None of the organizers of this meeting are true defenders of workers democracy or of the Fourth International. The OCI systematically uses thug violence against its ostensibly Trotskyist opponents on the left. Pablo and his acolytes (today the Mandelite USec majority) refused to defend the Chinese Trotskyists jailed by Mao in 1949-51, slandering them as “refugees from a revolution” for their courageous defense of proletarian democracy against the bureaucratic Stalinist regime. As for the SWP, it responded to Castro's jailing of the Cuban Trotskyists by remarking, in the words of Barry Sheppard, now SWP national secretary, “There are Trotskyists and there are Trotskyists.
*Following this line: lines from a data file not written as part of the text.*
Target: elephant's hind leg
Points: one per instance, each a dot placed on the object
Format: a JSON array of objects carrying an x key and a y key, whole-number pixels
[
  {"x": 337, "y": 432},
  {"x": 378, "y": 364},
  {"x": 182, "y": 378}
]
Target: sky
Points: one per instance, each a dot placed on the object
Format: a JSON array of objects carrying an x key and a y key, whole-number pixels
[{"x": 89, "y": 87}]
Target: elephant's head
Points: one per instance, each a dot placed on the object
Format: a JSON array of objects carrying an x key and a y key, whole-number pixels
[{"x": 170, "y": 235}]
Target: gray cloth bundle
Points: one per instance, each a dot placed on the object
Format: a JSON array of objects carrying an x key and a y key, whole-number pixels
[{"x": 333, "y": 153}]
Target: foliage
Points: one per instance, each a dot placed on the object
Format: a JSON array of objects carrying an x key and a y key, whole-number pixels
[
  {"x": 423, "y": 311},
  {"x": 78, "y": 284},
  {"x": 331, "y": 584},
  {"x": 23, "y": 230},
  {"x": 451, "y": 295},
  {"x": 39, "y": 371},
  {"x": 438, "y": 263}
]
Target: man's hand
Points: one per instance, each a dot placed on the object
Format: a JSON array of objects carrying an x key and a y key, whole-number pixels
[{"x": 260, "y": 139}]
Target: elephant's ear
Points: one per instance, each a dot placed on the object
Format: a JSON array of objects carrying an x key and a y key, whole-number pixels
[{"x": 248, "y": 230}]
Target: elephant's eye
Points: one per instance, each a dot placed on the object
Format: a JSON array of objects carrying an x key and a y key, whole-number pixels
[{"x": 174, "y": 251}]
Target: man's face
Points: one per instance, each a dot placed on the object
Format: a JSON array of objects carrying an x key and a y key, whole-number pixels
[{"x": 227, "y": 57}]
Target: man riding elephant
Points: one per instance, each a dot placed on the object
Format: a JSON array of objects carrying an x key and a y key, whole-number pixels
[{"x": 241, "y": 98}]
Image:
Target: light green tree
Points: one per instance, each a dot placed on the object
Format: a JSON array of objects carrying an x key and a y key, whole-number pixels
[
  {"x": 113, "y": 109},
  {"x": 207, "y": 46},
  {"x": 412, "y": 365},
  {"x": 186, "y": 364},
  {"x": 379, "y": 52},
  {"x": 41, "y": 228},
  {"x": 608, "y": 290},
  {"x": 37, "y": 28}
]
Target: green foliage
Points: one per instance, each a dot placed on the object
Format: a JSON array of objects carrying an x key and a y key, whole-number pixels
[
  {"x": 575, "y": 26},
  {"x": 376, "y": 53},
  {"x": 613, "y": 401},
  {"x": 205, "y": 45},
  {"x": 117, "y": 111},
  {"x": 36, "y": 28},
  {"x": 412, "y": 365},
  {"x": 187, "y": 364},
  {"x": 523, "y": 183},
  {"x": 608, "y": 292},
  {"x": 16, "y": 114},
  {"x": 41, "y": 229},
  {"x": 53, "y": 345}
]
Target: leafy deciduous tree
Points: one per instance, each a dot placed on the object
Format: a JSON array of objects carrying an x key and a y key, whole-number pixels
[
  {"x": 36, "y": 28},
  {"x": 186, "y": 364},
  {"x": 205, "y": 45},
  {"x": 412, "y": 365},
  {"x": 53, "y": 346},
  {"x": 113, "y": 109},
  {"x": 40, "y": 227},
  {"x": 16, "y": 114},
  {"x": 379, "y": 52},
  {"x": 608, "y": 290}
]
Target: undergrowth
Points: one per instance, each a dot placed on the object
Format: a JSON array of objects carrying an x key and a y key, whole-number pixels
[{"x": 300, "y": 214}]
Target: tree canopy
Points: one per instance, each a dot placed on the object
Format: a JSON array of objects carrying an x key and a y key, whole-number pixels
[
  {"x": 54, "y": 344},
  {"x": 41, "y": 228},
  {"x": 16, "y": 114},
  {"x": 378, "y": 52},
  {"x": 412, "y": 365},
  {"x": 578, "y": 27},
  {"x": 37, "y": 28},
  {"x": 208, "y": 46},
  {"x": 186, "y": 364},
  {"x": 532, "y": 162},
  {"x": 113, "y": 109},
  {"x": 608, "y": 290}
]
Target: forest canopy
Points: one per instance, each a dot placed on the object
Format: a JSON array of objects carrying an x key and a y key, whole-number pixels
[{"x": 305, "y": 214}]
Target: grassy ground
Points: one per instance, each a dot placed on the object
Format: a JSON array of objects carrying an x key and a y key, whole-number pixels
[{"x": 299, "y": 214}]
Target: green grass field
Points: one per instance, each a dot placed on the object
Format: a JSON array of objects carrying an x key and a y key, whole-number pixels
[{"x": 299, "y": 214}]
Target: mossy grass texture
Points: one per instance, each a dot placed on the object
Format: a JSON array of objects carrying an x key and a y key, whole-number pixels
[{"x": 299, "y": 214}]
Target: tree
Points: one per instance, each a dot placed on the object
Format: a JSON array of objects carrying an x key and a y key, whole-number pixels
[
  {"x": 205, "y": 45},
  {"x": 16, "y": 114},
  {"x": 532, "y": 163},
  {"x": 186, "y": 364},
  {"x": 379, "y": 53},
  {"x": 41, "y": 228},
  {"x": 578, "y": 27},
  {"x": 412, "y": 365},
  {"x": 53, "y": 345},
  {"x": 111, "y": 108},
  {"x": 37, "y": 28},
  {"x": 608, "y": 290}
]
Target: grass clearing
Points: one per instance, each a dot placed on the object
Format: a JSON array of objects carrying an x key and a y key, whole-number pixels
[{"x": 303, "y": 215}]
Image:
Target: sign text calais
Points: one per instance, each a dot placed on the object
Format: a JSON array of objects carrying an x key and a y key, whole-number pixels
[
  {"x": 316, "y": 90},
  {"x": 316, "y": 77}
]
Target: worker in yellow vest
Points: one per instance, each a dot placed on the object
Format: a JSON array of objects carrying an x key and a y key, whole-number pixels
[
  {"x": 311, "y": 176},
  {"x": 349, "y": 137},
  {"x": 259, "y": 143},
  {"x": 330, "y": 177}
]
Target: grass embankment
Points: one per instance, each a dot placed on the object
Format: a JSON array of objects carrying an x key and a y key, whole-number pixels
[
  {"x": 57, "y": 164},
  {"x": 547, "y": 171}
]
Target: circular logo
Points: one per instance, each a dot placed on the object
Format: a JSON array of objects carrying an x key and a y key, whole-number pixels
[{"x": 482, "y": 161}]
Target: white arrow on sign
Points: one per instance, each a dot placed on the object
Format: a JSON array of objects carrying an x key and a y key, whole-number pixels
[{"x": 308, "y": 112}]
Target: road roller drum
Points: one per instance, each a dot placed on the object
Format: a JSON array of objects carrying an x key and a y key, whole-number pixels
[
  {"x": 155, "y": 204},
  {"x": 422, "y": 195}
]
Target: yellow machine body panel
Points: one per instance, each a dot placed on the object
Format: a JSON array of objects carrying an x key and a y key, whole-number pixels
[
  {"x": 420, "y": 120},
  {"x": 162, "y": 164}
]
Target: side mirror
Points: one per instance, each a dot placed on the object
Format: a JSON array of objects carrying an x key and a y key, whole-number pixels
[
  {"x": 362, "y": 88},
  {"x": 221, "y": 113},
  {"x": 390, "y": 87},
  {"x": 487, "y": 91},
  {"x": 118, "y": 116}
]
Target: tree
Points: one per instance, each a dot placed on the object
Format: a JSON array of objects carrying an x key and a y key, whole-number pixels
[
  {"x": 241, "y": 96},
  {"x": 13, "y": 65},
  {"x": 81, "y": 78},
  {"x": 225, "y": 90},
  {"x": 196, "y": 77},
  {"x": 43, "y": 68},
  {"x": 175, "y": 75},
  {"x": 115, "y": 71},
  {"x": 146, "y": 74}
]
But if I were in Cuba, I wouldn't be arrested.”
While the USec and OCI use Healy's despicable slanders as a convenient excuse for a reunion of the “family” of ex-Trotskyists, the international Spartacist tendency insisted that a genuine and principled programmatic regroupment of authentic Trotskyists can come about only through hard, open debate. A leaflet distributed at the meeting by the London Spartacist Group – cosigned by the iSt, the Organizacion Trotskista Revolucionaria of Chile and the Trotskyist Faction (expelled) of the German Spartacusbund – pointed out that “The real political issues which place all these squabbling, slander-mongering, violence-prone elements at one pole and the iSt at the other are currently posed by two decisive considerations: the popular front and the Fourth International.”
Exposing the speakers’ false pretensions to defending workers democracy, the leaflet explained that behind this lay their capitulation to reformist programs of class collaboration. It concluded, “without the struggle to create a programatically united and disciplined Fourth International the workers are left to wander into the new traps of capital... with the assistance of their revisionist would-be ‘leaders’.” Forward to the rebirth of the Fourth International!